The maximum number of task submissions that can be enqueued and deferred on each of these backing threads is bounded by the provided queuedTaskCap. Past that point, a RejectedExecutionException is thrown.

So, with the scheduler you created, you cannot dispatch more than 4 tasks at the same time. Now, as you have not specified the parallelism/number of rails to use when calling Flux.parallel, I would say that the Flux tries to create more than 4 parallel tasks.

Workarounds:

  • You can use Flux.parallel(int) instead of Flux.parallel(), to try to reduce the parallelism level. For example, you could set it to 3:
    Flux.range(1, 10).parallel(3)
    
  • Or you can change the type of scheduler you create.

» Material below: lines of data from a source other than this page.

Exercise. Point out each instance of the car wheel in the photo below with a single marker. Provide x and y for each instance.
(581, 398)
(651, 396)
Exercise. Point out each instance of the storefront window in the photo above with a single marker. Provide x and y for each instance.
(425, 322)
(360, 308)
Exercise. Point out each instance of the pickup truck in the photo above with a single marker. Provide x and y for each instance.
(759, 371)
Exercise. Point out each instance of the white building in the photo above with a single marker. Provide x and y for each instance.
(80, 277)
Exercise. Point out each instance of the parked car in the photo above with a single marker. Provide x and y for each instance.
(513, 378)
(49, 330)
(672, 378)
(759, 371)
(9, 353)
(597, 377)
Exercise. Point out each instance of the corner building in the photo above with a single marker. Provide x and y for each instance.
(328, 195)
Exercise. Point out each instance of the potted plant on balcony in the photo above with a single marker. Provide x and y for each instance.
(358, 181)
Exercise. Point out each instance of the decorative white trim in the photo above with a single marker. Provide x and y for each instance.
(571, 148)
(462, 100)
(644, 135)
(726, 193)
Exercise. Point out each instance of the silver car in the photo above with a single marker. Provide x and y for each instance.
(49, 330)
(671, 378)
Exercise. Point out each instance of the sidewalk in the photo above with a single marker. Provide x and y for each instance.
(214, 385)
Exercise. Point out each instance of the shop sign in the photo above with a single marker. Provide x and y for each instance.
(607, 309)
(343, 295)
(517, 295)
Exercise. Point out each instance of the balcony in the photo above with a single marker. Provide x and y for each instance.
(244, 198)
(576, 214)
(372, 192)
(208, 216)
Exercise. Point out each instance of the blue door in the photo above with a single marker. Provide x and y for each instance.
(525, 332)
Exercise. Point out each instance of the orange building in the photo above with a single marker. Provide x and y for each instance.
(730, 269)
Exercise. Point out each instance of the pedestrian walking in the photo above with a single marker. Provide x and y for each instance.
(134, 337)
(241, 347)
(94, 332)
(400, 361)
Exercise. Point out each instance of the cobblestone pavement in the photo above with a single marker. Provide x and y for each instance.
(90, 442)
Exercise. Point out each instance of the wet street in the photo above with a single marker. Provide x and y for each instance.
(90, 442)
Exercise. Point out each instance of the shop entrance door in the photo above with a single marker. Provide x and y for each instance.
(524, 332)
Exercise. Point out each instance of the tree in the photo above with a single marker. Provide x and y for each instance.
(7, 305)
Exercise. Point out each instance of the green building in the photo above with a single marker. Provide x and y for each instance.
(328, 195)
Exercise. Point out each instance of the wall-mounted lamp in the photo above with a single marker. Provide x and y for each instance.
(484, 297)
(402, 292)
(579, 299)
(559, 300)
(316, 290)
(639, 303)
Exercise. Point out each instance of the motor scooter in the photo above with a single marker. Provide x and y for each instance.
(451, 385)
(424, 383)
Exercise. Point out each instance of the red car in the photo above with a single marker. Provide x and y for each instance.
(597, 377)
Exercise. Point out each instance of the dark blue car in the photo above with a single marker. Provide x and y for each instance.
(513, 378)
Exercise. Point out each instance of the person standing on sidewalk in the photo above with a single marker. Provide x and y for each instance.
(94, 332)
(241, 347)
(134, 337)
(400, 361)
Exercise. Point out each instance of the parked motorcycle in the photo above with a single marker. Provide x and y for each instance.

For example, you could use a new parallel scheduler, that will create a fixed number of threads, and enqueue dispatched tasks, even when there is many:
    Scheduler scheduler = Schedulers.newParallel("PublishedThread", 2);
    Flux.range(0, 10).parallel().runOn(scheduler);
    

Here is a full example creating a ParallelFlux running 8 rails on a new parallel scheduler of 3 threads, and properly waiting for it to finish:

import java.util.concurrent.CountDownLatch;
import reactor.core.publisher.Flux;
import reactor.core.scheduler.Scheduler;
import reactor.core.scheduler.Schedulers;

public class TestParallelLimitations {

    public static void main(String[] args) throws Exception {
        Scheduler scheduler = Schedulers.newParallel("PublishedThread", 3);
        try (AutoCloseable disposeScheduler = scheduler::dispose) {
            var flow = Flux.range(1, 12)
                    .parallel(8)
                    .runOn(scheduler)
                    .map(i -> "["+Thread.currentThread().getName()+"] -> "+i);

            var barrier = new CountDownLatch(flow.parallelism());

            flow.subscribe(System.out::println,
                    err -> {
                        System.err.println("ERROR: " + err.getMessage());
                        long remaining = barrier.getCount();
                        while (remaining > 0) {
                            barrier.countDown();
                            remaining = barrier.getCount();
                        }
                    },
                    barrier::countDown);

            barrier.await();
        }
    }
}

This example program outptut is:

[PublishedThread-3] -> 6
[PublishedThread-2] -> 5
[PublishedThread-2] -> 8
[PublishedThread-3] -> 3
[PublishedThread-3] -> 11
[PublishedThread-2] -> 2
[PublishedThread-2] -> 10
[PublishedThread-1] -> 4
[PublishedThread-1] -> 12
[PublishedThread-1] -> 7
[PublishedThread-1] -> 1
[PublishedThread-1] -> 9

We can see that all 12 elements have been processed/:dispatched on the 3 threads from the created scheduler.